John Dalton was our mover back in 2010 (this story was published in Rockford in Rock River Times back then), when I asked him, “Are you related to those criminals?”
He laughed and affirmed, as I watched his helper-mover guys’ faces register some alarm.
He chuckled–a very good sense of humor.
“Tell me the Jesse James story,” I asked.
“My dad has a letter written to his great-grandfather…from Missouri…from my grandfather’s first cousin: ‘I’m babysitting our cousins again, and that little Jesse (that would be Jesse James) is the meanest dickens.’ I’ve read the letter. They were U.S. Marshalls at one time, but definitely outlaws and rogues and whatever else you want to call them.” John related.
“They killed peope in the Old West, right?” I asked.
“I don’t think they killed that many people,” he explained. “They got shot to pieces in Coffeeville, Kan., trying to rob two banks at once. That’s what the Dalton Gang is really famous for–getting their tails shot off in Coffeeville, trying to rob two banks on Saturday when everybody was in town shopping. As word of the bank robbers went off, the hardware store handed out rifles and bullets; everybody was shooting at them.”
“It’s well known Jesse James pre-dated the Dalton about a generation, maybe a generation and a half,” John continued. “They were second cousins to the Jameses.”
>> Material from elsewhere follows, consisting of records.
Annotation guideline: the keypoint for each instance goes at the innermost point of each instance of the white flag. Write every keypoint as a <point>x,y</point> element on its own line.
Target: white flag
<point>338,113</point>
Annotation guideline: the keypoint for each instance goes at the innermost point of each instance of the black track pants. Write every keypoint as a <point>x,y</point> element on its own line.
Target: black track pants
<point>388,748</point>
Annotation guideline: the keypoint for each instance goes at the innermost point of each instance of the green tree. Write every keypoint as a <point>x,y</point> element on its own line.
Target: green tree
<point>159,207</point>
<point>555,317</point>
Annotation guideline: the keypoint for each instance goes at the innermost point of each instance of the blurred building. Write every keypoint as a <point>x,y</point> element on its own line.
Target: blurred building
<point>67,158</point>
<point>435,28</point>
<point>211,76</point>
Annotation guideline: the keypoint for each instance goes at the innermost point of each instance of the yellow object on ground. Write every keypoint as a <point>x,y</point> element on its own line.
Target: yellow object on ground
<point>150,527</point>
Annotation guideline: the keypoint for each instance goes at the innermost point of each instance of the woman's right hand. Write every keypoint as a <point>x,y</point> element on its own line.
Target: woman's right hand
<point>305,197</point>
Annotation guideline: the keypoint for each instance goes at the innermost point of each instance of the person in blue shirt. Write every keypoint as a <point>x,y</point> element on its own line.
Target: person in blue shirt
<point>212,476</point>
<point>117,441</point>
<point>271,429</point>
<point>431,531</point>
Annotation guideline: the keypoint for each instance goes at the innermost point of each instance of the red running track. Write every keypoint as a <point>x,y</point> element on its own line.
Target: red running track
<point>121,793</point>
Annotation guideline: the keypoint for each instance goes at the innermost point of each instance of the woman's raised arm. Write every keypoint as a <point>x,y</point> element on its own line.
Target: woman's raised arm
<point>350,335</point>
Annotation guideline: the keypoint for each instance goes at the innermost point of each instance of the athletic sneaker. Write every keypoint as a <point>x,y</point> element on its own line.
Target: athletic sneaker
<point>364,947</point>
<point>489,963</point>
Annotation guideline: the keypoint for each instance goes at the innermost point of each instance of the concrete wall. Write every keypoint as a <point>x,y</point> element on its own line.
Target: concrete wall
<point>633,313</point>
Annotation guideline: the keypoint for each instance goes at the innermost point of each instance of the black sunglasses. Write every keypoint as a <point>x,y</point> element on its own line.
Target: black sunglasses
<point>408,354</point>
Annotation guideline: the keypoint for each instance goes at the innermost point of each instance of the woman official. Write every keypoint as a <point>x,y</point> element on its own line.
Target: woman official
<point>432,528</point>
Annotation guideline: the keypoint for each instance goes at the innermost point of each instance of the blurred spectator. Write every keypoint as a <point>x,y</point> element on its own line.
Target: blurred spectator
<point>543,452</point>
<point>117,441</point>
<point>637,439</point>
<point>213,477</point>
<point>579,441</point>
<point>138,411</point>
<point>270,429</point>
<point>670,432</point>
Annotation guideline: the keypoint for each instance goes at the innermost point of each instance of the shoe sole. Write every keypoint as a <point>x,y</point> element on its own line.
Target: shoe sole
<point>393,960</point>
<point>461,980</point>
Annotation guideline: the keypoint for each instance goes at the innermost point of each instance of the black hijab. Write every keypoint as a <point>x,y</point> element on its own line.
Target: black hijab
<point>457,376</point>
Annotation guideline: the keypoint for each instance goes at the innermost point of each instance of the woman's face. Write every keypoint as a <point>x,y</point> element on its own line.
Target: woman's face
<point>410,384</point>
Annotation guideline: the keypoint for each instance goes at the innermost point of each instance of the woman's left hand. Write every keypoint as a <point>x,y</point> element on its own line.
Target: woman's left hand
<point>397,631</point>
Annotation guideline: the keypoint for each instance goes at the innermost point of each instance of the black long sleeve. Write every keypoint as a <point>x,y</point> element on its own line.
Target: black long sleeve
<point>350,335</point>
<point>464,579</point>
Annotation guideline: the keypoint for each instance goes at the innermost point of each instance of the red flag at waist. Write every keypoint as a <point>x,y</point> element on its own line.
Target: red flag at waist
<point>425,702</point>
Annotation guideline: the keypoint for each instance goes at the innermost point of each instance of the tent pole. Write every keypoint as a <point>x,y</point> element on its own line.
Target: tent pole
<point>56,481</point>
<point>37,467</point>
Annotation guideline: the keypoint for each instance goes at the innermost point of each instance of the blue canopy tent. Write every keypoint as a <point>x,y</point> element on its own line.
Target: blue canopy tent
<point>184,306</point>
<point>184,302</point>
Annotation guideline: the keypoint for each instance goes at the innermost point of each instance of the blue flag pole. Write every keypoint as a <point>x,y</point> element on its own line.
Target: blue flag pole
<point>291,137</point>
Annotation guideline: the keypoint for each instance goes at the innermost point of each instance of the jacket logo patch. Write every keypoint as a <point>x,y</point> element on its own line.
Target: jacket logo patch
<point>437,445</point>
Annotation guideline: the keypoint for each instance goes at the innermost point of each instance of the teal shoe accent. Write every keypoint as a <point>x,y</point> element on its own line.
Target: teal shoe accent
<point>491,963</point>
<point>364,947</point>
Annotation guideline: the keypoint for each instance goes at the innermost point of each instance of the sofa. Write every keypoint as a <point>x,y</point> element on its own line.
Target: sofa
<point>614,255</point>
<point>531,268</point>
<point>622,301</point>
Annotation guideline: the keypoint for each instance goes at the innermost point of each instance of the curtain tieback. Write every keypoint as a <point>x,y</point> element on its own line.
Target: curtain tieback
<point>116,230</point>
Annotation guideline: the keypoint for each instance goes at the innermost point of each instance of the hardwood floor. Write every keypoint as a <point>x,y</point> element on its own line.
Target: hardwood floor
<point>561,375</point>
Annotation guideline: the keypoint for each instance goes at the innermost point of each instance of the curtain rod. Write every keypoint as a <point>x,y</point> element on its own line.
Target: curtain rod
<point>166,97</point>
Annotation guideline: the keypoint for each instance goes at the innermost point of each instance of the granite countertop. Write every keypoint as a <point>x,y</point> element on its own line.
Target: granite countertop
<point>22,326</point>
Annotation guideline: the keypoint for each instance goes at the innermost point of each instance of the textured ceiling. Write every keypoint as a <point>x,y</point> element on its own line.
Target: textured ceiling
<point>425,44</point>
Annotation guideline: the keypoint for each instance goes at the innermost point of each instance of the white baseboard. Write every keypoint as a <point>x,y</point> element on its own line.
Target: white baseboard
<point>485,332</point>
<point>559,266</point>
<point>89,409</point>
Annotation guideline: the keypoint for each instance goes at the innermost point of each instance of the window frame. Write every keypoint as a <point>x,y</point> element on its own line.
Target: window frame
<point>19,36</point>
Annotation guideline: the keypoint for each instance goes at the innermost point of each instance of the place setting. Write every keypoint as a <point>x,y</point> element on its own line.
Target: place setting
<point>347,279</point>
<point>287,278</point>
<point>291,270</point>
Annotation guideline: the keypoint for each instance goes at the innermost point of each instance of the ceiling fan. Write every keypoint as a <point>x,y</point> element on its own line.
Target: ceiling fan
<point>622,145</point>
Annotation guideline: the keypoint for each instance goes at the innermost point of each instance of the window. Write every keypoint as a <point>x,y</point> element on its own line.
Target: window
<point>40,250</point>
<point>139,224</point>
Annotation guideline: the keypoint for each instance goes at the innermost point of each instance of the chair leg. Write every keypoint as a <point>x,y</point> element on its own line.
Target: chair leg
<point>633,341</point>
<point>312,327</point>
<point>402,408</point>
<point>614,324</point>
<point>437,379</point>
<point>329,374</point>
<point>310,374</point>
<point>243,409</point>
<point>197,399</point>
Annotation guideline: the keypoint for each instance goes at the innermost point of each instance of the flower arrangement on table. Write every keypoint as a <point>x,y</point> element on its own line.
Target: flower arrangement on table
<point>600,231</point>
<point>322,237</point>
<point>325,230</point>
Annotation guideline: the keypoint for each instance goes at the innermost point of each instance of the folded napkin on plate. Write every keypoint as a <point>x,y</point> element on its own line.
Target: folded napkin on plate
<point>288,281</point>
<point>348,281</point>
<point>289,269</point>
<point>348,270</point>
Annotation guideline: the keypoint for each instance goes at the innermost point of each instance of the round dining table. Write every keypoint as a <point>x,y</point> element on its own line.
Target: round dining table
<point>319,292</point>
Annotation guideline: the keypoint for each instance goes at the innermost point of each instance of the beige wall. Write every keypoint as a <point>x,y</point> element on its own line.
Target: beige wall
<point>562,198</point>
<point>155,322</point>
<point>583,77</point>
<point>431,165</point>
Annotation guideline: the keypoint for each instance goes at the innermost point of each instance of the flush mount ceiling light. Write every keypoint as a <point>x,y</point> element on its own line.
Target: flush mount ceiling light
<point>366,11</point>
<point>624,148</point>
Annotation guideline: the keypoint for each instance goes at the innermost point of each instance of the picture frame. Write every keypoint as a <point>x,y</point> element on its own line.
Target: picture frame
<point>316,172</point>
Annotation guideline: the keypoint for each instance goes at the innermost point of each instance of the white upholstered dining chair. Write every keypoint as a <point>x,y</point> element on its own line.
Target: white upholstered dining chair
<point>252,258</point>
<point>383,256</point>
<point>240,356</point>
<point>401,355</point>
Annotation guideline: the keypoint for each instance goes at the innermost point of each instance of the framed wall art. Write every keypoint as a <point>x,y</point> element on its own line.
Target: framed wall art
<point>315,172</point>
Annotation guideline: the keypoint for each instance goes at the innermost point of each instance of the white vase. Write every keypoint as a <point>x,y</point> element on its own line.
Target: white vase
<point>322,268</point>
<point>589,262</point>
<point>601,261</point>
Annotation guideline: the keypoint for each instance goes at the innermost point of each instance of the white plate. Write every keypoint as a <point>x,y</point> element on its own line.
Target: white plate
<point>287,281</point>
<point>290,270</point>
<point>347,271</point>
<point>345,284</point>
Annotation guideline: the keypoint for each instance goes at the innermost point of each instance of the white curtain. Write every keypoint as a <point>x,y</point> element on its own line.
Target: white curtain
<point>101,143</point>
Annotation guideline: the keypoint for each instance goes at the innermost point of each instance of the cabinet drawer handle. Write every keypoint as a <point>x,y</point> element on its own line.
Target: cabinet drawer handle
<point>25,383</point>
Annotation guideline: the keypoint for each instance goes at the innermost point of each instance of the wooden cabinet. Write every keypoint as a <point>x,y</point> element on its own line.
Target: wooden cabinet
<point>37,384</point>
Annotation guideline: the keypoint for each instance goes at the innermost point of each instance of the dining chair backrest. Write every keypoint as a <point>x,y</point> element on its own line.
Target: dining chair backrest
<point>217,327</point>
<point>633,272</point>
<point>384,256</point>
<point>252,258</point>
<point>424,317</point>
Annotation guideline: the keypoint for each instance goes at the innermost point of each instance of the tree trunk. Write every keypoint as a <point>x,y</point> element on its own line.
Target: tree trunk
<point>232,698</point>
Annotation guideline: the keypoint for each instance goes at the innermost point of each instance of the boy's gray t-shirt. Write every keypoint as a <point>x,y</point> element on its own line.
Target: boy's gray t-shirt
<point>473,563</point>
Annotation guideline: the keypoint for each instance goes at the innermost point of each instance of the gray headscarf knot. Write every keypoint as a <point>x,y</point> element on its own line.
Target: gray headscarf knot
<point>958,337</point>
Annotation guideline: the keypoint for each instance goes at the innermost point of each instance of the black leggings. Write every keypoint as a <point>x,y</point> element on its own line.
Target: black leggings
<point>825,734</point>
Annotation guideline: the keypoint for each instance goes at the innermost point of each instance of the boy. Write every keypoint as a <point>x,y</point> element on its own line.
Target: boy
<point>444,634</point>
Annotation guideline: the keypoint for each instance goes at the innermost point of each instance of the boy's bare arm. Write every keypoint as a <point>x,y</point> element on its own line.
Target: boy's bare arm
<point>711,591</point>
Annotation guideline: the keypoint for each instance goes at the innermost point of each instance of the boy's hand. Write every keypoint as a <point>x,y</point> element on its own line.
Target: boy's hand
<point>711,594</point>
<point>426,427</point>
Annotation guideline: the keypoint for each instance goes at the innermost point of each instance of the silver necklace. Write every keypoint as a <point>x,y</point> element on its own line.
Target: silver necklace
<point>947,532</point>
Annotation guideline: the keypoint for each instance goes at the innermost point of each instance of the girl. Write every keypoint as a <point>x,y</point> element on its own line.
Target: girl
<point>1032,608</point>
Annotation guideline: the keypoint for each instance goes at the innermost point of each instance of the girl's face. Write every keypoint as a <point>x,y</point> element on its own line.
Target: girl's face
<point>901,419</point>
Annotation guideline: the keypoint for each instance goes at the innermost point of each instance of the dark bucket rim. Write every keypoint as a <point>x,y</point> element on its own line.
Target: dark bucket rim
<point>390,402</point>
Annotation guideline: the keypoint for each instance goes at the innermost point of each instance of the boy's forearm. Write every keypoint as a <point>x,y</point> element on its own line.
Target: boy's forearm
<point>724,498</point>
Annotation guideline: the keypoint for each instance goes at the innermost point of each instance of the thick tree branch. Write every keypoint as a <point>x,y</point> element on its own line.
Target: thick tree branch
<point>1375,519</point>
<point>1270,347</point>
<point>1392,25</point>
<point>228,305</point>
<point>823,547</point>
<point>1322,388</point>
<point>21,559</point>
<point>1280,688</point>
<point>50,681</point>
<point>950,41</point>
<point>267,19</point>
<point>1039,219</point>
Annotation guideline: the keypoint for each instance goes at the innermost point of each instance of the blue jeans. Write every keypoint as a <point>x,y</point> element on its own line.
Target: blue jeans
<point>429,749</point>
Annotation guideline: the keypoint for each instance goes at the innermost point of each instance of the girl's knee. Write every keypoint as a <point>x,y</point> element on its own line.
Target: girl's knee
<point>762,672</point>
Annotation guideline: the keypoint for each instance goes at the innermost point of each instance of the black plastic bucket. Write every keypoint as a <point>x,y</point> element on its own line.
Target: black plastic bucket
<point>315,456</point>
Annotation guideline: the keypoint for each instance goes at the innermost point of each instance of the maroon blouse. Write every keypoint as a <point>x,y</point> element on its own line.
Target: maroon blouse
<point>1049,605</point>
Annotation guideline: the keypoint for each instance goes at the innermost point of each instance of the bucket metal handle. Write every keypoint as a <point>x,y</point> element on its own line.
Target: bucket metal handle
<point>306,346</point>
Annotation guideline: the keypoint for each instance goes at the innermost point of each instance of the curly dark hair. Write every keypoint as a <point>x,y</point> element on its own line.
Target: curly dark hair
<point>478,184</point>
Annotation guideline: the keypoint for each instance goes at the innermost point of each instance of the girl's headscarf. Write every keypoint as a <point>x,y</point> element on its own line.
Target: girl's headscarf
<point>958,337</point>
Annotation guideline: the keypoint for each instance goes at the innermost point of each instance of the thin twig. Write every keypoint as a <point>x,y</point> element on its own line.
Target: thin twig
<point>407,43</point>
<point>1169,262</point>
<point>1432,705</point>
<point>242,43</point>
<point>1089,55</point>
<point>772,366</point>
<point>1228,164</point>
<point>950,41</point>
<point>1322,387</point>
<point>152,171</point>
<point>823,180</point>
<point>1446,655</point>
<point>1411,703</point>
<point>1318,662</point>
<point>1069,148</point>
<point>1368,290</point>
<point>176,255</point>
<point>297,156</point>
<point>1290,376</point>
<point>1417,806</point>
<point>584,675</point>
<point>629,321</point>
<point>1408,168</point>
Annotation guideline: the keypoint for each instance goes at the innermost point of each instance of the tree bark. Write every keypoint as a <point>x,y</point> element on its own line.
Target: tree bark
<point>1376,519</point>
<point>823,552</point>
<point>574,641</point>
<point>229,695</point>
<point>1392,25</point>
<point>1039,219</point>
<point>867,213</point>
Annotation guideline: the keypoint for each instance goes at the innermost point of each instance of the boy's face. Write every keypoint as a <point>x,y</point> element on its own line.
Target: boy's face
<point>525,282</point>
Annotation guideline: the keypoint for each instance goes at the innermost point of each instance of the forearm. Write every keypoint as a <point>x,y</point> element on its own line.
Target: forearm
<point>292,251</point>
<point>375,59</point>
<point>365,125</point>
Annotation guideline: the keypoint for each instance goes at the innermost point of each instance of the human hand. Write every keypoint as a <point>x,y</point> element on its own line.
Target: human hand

“Cousins of your great grandfather.”
“Right. Our family was in Kentucky and split when they came from overseas, Ireland. Some went to Missouri and mirgrated to Kansas; others went into Illinois with the promise of cheap farmland.”
John’s family ended up in Salem, Ill. about 115 miles from Cairo (prnounced by the locals, according to John, Kay-Ro).
John is an authentic humorist, in the style of Mark Twain and other homespun storytellers. He is quite a treasure and wants to write–which I encourage him to do. But, in 2010, he was running his moving company, in the tradition of three generations of movers, not farmers.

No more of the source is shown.